The next number that has this property? I noticed that $1/8 = 0.125$ and the sum of the digits of the number $0.125$ is $0+1+2+5=8$.
It's lovely.
I searched other numbers who have that propriety : I only found $1$, $3$ and $8$.
Is there any other number $n$ as $n$ is equal to the sum of the digits of $1/n$ ?
Repeated digits are allowed to be counted only once.
Example : $1/3=0.\bar{3}$
EDIT : Yes, $0$ is not a solution, sorry. :)
 A: A proof that finite decimal expansions do not work.
According to The Penguin Dictionary of Curious and Interesting Numbers, p. 60, by Wells
(Mathworld reference)
$$\text{Length of decimal period}\left(\frac{1}{2^a5^b}\right)=\max(a,b)$$
Case 1: Assume $a\ge b$. We have that the sum of digits is no more than $9a$ .
By induction hypothesis if $2^a5^0>9a$ and $a>1$
$$2^{a+1}>18a=9(a+a)>9(a+1)$$
Since $2^65^0>9\times6$, $2^a5^b>9a$ follows for every $a\ge6$ and every nonnegative $b$. 
Therefore if $a\ge b$ ,$a\ge6$
$$2^a5^b>\text{Sum of digits of decimal expansion}\left(\frac{1}{2^a5^b}\right)$$
Case 2: $a<b$.
By induction hypothesis if $5^b2^0>9b$ and $b>1$
$$5^{b+1}>45b=9(b+4b)>9(b+1)$$
Since $5^62^0>9\times6$, $2^a5^b>9b$ follows for every $b\ge6$ and every nonnegative $a$.
Therefore if $a<b$, $b\ge 6$
$$2^a5^b>\text{Sum of digits of decimal expansion}\left(\frac{1}{2^a5^b}\right)$$
So they are at most $5\times5=25$ cases to check for $1\le a,b \le 5$ that are easily done. We do not have those restrictions if the repetition is periodic, since the length of the period of $1/p$ is at most $p-1$, and obviously $p<9(p-1)$. 

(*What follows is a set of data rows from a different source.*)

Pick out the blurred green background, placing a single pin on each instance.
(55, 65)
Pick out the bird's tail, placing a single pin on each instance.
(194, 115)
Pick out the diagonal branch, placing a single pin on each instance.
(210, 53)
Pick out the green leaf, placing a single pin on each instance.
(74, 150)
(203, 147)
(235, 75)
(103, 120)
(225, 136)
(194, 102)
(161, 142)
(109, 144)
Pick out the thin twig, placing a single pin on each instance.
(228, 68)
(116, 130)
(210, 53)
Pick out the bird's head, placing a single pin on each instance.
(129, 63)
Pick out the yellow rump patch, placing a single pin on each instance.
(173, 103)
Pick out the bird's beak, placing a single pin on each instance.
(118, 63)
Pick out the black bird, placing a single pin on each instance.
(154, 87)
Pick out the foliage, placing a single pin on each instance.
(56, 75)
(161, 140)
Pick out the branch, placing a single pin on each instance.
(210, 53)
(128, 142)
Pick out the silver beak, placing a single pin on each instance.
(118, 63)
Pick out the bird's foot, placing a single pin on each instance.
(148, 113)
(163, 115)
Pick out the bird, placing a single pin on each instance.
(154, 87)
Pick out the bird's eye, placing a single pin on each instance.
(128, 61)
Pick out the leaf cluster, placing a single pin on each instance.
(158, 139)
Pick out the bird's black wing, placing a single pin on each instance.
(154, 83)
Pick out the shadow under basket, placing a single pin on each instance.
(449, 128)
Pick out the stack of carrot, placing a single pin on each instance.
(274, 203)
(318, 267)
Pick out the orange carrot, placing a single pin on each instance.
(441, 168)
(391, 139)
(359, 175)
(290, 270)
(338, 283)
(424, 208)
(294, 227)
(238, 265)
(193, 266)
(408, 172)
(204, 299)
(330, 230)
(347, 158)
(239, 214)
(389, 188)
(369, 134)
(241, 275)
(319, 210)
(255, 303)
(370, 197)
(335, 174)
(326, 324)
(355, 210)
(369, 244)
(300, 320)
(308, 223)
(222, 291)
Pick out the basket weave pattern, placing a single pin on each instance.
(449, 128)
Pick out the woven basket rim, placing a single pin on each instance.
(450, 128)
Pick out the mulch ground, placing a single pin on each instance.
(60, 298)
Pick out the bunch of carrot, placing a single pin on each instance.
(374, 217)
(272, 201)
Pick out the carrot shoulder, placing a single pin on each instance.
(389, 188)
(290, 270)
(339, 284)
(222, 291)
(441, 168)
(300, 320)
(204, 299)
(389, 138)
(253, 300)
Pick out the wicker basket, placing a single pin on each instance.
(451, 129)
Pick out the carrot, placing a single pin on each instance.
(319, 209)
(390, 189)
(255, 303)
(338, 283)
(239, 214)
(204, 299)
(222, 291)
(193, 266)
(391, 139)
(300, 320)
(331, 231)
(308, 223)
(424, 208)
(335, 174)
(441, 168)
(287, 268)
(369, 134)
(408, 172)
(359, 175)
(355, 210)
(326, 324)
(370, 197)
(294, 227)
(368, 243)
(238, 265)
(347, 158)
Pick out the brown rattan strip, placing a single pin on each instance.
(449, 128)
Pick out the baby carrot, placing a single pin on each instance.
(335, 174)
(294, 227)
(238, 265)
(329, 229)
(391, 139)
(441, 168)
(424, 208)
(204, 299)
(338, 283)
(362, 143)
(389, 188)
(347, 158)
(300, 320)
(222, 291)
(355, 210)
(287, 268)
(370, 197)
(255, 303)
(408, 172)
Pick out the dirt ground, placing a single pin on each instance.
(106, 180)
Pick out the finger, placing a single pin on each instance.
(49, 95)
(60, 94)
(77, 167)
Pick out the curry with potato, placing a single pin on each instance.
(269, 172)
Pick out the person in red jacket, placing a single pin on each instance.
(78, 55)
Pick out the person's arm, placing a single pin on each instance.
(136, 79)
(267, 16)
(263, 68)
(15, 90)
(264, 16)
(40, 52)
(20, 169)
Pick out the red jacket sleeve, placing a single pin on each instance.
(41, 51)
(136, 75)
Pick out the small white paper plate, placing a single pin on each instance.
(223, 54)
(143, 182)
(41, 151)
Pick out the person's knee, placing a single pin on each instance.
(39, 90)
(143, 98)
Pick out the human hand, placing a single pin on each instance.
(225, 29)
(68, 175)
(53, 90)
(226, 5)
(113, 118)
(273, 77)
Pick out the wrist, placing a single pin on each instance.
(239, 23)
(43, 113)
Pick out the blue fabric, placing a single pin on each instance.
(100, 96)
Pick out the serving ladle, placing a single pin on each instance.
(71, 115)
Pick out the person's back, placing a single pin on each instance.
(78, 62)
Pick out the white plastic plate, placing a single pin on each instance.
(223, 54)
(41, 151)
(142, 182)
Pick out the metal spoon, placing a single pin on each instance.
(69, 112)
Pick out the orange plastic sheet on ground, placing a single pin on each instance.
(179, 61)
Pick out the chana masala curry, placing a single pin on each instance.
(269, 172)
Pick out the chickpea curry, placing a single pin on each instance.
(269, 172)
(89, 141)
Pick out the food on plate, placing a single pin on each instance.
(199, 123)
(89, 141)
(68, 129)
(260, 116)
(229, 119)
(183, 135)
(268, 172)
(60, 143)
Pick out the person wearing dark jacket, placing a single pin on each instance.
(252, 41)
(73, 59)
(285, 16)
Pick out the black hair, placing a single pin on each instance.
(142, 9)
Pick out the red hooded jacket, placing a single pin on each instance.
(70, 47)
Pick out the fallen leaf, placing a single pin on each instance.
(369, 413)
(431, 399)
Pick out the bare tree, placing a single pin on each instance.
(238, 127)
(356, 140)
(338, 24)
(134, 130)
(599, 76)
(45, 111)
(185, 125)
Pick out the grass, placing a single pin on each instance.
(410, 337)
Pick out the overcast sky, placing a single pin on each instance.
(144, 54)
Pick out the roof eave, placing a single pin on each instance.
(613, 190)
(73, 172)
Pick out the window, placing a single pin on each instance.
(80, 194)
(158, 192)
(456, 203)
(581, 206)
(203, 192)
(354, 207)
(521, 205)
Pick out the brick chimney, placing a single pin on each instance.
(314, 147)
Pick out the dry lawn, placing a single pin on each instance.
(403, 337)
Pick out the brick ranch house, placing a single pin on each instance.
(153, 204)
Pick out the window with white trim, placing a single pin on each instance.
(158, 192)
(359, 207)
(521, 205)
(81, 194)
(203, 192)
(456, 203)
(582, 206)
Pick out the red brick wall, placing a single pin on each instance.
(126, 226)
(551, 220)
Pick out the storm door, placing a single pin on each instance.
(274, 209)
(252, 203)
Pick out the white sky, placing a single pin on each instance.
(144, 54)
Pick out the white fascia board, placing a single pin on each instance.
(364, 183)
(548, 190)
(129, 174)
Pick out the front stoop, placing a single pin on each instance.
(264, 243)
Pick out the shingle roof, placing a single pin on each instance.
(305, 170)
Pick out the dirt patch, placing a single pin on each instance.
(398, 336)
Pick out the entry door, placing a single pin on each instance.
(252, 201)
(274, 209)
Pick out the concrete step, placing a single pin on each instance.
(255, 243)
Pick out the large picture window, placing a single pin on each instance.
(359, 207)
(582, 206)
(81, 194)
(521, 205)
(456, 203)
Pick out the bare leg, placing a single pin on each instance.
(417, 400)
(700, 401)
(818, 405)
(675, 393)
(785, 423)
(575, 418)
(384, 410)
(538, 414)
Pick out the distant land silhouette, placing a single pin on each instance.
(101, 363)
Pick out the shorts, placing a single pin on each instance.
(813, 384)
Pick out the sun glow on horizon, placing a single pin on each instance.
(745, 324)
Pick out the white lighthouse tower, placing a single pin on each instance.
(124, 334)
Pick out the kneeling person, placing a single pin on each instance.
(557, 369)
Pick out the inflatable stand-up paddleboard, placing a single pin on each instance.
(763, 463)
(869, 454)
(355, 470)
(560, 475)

Code edit: Considering the starting digits too, and compiling with -O3 runs in 17 minutes to check the conjecture up to  $100000$. The complexity is still about $O(n^2)$ to test an interval $[0-n]$(Because it takes about $O(k)$ to test if each $k$ meets the requirements). Reported values are $1$,$3$ and $8$.
#include <cstdio>
#include <ctime>
#include <map>
int main(){
    clock_t t = clock();
    printf("Testing 1-9999\n");
    printf("1 is a solution!\n"); /*He is just a special kid, the fact that he has
    no decimal digits doesn't make you better.They tell him he is the only one.*/
    clock_t innert = clock();
    for(int x=2;x<100000;++x){
        if(x%10000==0){
            printf ("It took me %f seconds.\n",((float)(clock()-innert))/CLOCKS_PER_SEC);
            printf("Testing %d-%d\n",x,x+9999);
            innert=clock();
        }
        std::map<int,int> residues;
        int result=0,residue=1;
        while((!residues.count(residue))&&residue){
            residues[residue]=1;//dummy value
            result+=(residue*10)/x;
            residue=(residue*10)%x;
        }
        if(result==x)
            printf("%d is a solution!\n",result);
    }
    t = clock() - t;;
    printf ("Total: It took me %f seconds.\n",((float)t)/CLOCKS_PER_SEC);
    return 0;
}

A: Counting repeating decimals once (and only considering the shortest such decimal expansion, i.e., $1/6=0.1\overline{6}$ is allowed, but not $0.1666\overline{6}$), I have checked values of $n\le 5000$ and found that only $1$, $3$, and $8$ are exact solutions.  There are also a number of near misses, the largest of which is $1054$: its inverse has a large repeating block of digits (of length $240$), and it sums to $1053$.
If the restriction to the shortest decimal expansion is dropped, then there are many exact solutions (indeed, one might expect as many as $25\%$ of all natural numbers to work).  For instance, $$\frac{1}{22}=0.0454\overline{54}.$$